Idalécio pára para beber a bica na padaria que fica na encruzilhada entre a Rua de São Pedro e a Rua de São Miguel. É um dos poucos sítios onde ainda se consegue tomar um café a preços para portugueses. Custa 80 cêntimos, coisa rara perante o euro e meio que se bitola.
Também na padaria, metemos conversa com Etelvina Fernandes, de 81 anos. É mesmo filha de Alfama. “Nasci no Beco da Cardosa e vim morar para aqui para esta rua quando me casei”, revela-nos a octogenária. Aponta para a Rua de São Pedro e emociona-se quando recorda outros tempos. “Nesta rua era só varinas. Alfama era linda! Havia os pregões. Agora não temos nada”, entristece-se.
O prédio onde mora, relata, é um entra e sai de gente, o que lhe põe os nervos em franja, a ela e ao marido, antigo estivador “que está muito doente”. “Na minha escada só há duas vizinhas, de resto é tudo alugado a estrangeiros. Se me incomoda? Às quatro da manhã ainda estão eles para ali a dançar. Muitas vezes tenho de ir bater às portas e fazer sinal para estarem sossegados”. Lá fora, ouve-se o trilhar das rodinhas das malas de viagem na calçada. Etelvina dá uma espreitadela pela porta da padaria. “Isto não se admite. Não há quem meta mão nisto!” Também os seus filhos tiveram de abandonar o bairro. “A rapaziada nova foi toda embora. A minha filha, quando se casou, foi para o Cacém com o marido, que também é daqui”.
“Fui pesada na balança do peixe”
Diogo Mendes tem 18 anos e é um dos poucos jovens do bairro. Ainda vive com a mãe, apesar de já ser pai de um bebé de ano e meio, o Kevin. “A minha namorada mora em Chelas com a mãe e o menino. Não cabemos todos em casa da minha mãe”, lamenta o rapaz, funcionário da Junta de Freguesia de Santa Maria Maior. “Malta da minha idade não tem dinheiro para morar cá. Até tenho medo de que o senhorio nos mande embora”, desabafa. “Já aconteceu a pessoas amigas”.
Apesar de muito jovem, Diogo sabe falar badoncali, ou ‘calão de Alfama’, um dialeto que só os locais entendem. E mesmo assim não são todos. Esta forma de falar, que troca a ordem normal da sílabas e põe sempre um ‘i’ no fim das frases, nasceu das bocas dos estivadores quando não queriam que os outros entendessem o que estavam a dizer. Foi passando de geração em geração. Diogo aprendeu na rua com amigos mais velhos. Por agora, ainda pode afirmar: “Eu bador mim em Albadama alfi e badô si badi feli”, que é como quem diz “Moro em Alfama e sou feliz”.

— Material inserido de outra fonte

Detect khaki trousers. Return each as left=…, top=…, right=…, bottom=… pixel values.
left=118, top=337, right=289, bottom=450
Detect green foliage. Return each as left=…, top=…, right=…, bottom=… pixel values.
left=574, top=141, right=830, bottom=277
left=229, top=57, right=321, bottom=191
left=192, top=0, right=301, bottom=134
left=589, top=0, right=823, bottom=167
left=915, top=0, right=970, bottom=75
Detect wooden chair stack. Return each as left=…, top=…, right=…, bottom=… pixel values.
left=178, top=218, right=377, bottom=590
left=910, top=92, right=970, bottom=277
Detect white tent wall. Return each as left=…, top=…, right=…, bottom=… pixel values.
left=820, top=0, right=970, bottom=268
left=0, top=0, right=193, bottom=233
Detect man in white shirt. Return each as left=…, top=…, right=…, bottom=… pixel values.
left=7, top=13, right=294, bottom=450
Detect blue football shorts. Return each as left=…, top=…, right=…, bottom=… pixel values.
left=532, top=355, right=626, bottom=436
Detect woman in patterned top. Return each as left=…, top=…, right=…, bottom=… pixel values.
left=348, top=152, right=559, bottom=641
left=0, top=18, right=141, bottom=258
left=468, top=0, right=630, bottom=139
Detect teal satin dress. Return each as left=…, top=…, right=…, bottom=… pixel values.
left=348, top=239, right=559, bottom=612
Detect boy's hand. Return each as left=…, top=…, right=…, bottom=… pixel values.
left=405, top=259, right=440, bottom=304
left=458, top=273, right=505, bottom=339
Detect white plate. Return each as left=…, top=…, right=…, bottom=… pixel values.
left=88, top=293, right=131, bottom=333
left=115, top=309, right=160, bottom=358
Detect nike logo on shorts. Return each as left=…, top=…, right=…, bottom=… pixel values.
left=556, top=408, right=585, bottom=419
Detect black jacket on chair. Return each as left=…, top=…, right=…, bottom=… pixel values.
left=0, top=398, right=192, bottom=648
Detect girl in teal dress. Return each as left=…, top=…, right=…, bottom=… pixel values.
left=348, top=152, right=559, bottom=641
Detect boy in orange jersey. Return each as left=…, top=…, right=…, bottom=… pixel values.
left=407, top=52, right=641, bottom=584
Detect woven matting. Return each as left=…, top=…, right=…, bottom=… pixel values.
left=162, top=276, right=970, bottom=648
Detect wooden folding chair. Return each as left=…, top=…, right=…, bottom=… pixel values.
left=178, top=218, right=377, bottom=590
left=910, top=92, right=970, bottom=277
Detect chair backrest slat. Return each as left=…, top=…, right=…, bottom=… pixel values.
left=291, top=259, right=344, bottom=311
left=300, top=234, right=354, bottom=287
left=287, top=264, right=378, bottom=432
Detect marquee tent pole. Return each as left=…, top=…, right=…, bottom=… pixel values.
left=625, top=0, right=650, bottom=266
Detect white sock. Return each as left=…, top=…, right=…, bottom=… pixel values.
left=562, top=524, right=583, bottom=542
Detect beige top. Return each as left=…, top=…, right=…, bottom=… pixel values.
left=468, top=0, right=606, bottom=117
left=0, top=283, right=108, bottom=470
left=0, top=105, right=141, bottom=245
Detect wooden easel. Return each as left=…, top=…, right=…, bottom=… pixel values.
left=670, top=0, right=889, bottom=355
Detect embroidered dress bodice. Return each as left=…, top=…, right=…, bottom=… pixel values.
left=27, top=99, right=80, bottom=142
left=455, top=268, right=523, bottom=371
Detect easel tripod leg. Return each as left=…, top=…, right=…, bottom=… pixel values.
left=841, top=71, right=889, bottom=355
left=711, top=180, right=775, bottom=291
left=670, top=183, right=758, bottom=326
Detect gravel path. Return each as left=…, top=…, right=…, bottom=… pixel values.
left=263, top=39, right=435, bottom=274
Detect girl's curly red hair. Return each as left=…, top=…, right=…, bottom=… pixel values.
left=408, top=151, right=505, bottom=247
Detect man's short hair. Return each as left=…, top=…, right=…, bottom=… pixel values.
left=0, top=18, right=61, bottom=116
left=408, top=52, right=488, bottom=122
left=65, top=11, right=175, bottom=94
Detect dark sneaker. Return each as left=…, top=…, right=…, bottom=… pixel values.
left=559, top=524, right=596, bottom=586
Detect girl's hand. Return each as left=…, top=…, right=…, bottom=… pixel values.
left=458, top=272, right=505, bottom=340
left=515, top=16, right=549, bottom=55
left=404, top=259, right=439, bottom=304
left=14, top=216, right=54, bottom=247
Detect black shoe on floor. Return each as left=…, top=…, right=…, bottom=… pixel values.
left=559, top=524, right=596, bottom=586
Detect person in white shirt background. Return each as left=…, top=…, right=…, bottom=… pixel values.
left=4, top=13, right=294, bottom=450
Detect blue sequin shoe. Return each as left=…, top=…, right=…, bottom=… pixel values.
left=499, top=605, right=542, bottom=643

Mais adiante, Fátima Graça, 58 anos, tem uma pequena banca montada onde vende ginginha à vontade do freguês. “Ei si!”, atira, quando o Tal&Qual lhe pergunta se também fala o calão. “Sou de Alfama há 58 anos. A minha tia era varina e quando eu nasci fui pesada na balança do peixe. Era tão pequenina que era capaz de pesar o mesmo que um chicharro”, lança numa gargalhada.